DAEŞ mensubu olduğu tespit edilen teröristin kimliğinin tespit edilip edilmediği ile ilgili Soylu, “Gerekli açıklamaları Vali Bey gerçekleştirecektir. Burada çok detaya girmek istemiyorum. Bu meseleler yürüyor ve yürüyecektir. Buradaki tüm bilgileri valiliğimiz, hem kamuoyu hem de basınla açık bir şekilde paylaşmaktadır. Biz ancak meselenin hangi düsturda yürüdüğünü, hangi ölçekte gittiğini değerlendiririz. Her olay üzerinden bir değerlendirme yapmakta elbette ki bizi detayların içerisine çeker ki, biz mümkün olduğunca bu anlayışları genel ilke ve prensipler çerçevesinde yürütmek istiyoruz. O detaylar kamuoyu ile paylaşılacaktır” açıklamasını yaptı.
"GÜNLÜK KİRALANAN EVLER VEYA KISA SÜRELİ KİRALANAN EVLER MAALESEF TERÖRLE DE İLİŞKİLENDİRİLMEKTEDİR"
Günlük kiralık evler ile ilgili İçişleri Bakanlığı tarafından yapılan çalışmalarda gelinen son nokta hakkında ise Soylu, şu bilgileri verdi:
“Bu önemli açıklarımızdan bir tanesidir. İçişleri Bakanlığı bu konu ile ilgili bir çalışma yapıyor. Günlük kiralanan evler veya kısa süreli kiralanan evler maalesef terörle de ilişkilendirilmektedir. Bu konuda günlük kiralanan evleri kimlerin ne için kiraladığı konusu terörü yakından ilgilendiren bir durumdur. Bu konuda çalışmalar devam etmektedir. Zannediyorum önümüzdeki günlerde bu konuda hem hükümetimiz ile hem de kamuoyu ile paylaşılacaktır.”
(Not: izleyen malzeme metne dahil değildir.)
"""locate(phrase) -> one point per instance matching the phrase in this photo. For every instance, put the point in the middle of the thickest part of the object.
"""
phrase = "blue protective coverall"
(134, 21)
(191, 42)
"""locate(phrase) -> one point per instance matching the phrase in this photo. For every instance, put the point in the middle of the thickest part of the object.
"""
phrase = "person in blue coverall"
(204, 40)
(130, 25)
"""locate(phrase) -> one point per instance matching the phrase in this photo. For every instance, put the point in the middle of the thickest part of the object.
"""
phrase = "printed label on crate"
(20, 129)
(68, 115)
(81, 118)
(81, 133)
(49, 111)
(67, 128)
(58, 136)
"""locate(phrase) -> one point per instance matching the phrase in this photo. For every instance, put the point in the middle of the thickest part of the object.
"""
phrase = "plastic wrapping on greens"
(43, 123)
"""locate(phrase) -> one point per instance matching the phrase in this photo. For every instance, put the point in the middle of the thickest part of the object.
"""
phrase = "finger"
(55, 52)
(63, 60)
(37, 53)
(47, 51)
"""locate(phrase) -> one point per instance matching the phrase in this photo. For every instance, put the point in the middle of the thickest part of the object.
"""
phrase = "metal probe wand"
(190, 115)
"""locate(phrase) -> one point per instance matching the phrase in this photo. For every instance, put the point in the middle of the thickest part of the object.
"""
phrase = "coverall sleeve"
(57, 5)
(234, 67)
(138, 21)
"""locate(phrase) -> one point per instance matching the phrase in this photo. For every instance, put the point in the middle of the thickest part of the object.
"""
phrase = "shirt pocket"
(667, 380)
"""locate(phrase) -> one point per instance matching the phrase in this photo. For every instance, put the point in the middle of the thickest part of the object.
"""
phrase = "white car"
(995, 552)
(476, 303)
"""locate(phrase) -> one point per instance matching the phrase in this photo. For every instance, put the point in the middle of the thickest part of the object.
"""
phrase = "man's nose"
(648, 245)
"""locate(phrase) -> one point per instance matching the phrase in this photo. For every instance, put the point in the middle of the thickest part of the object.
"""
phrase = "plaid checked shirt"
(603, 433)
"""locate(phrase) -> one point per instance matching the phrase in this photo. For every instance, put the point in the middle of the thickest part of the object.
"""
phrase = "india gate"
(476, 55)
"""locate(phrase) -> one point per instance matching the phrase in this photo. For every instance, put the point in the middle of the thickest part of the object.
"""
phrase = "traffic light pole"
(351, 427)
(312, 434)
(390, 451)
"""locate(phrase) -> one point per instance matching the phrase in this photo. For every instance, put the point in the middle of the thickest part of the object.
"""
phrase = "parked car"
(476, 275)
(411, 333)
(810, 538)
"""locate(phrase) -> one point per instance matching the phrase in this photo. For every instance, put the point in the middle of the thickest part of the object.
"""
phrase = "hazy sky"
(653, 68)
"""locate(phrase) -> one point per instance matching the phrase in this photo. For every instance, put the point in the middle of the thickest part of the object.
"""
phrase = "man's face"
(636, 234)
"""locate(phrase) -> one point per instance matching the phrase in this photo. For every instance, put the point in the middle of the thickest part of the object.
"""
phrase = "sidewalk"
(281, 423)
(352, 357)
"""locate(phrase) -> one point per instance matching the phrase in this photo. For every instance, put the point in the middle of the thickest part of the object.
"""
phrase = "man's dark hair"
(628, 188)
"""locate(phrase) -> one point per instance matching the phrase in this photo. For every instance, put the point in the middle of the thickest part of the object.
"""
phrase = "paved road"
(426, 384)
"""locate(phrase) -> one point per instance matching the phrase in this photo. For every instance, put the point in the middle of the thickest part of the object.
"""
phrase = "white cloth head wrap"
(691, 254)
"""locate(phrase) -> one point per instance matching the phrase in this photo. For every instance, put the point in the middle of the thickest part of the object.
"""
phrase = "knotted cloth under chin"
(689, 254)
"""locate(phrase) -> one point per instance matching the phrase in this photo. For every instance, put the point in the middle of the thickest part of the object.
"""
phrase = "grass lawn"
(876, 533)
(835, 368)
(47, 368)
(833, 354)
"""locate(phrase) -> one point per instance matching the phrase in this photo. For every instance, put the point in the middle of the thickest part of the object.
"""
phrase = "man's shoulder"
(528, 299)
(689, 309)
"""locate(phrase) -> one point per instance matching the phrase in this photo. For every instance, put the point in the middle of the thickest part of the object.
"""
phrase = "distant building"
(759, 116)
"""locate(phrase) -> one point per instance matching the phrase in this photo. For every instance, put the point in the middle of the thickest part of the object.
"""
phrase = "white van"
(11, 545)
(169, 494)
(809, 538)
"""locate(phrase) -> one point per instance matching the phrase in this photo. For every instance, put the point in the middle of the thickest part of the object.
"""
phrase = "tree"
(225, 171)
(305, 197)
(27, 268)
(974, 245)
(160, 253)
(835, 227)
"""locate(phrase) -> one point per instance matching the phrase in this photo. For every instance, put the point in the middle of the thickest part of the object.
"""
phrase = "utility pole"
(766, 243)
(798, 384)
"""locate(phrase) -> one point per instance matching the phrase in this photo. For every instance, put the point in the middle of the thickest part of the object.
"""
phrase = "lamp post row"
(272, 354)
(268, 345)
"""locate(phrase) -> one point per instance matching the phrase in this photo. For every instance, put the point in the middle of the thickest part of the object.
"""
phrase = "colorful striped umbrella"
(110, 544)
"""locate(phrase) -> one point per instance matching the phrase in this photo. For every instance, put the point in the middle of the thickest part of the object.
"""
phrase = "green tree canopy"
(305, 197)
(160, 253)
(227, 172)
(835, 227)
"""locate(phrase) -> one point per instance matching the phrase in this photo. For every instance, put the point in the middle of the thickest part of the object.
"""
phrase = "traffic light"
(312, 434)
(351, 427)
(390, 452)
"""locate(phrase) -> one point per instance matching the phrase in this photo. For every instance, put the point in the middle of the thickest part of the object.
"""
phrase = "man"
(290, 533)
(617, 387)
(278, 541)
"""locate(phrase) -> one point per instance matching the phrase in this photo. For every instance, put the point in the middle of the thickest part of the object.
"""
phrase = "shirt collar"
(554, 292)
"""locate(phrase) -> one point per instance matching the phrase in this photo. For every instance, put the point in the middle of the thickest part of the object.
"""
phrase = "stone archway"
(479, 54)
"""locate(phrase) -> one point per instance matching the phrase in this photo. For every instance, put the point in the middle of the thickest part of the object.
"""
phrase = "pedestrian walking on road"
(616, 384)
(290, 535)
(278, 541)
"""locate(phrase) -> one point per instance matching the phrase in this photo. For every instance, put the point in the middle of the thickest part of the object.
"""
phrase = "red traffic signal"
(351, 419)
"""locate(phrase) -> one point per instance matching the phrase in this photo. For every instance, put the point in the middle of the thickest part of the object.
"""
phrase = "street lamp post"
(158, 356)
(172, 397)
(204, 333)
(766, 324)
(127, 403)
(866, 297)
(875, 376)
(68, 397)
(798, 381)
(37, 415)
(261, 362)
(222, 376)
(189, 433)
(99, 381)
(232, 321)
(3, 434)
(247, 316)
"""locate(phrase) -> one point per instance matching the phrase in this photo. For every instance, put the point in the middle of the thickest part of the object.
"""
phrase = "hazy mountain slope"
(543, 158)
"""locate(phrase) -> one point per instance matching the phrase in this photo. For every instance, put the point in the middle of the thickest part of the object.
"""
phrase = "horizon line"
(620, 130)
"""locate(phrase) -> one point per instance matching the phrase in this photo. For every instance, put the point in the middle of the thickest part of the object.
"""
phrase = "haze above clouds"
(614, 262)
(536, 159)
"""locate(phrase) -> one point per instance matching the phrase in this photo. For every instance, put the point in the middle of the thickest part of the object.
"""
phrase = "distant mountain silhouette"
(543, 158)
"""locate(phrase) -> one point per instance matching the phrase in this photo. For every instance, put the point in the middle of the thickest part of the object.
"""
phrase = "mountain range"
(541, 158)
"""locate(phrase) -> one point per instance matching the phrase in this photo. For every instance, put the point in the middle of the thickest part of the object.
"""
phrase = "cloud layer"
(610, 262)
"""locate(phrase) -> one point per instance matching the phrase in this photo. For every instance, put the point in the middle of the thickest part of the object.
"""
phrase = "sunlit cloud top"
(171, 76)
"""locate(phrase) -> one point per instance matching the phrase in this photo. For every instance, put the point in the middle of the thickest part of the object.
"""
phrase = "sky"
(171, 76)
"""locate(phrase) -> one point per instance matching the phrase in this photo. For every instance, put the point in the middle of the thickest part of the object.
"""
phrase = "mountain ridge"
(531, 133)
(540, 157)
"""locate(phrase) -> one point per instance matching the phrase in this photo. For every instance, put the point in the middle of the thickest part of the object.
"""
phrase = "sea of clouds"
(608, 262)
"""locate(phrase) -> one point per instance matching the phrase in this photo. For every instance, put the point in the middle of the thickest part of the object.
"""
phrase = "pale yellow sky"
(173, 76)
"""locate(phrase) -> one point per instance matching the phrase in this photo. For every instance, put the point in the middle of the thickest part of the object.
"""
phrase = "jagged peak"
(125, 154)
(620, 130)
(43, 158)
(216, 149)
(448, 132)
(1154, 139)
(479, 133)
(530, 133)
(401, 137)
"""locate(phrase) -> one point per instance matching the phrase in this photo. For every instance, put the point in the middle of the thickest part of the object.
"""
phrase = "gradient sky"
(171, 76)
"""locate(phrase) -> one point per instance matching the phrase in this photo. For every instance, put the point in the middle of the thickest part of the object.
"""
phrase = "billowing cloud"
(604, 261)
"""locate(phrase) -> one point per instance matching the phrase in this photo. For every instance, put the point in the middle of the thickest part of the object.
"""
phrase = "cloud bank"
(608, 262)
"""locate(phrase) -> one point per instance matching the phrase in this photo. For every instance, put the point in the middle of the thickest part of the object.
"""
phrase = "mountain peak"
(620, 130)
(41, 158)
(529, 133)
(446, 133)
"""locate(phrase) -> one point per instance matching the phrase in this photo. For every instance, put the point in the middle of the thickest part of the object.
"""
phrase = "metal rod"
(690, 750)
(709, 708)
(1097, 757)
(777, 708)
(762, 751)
5 ilde terör saldırısı olabileceğine dair 81 ile yazı gönderildiğine yönelik soru üzerine Soylu, “Sürekli bir tedirginlik üzerinden hayatın olağan akışını sıkıntıya sokmak doğru değildir. Biz güvenlik tedbirlerimizi alırken bir takım istihbaratlara dayanarak çok doğal olarak kendi birimlerimizi uyarıyoruz. Bu konuda gelen istihbaratlar üzerinden bu istihbaratların bir bölümü doğru çıkabilir, bir bölümü de dayanaksız çıkabilir. Önemli olan bizim duyduğumuz yani gelen ihbar nereden gelirse gelsin biz bunları ciddiye almak durumundayız. Ama bunu manşetlere taşımak ve bunun üzerinden bunun sanki olacakmış gibi bir anlayışla yansıtmak sadece hayatın olağan akışını zedelemektir. Bizim görevimiz sakin olmak, milletimizi sakin tutmak ve güvenlik açısından alacağımız tedbirleri de almaktır” açıklamasını yaptı.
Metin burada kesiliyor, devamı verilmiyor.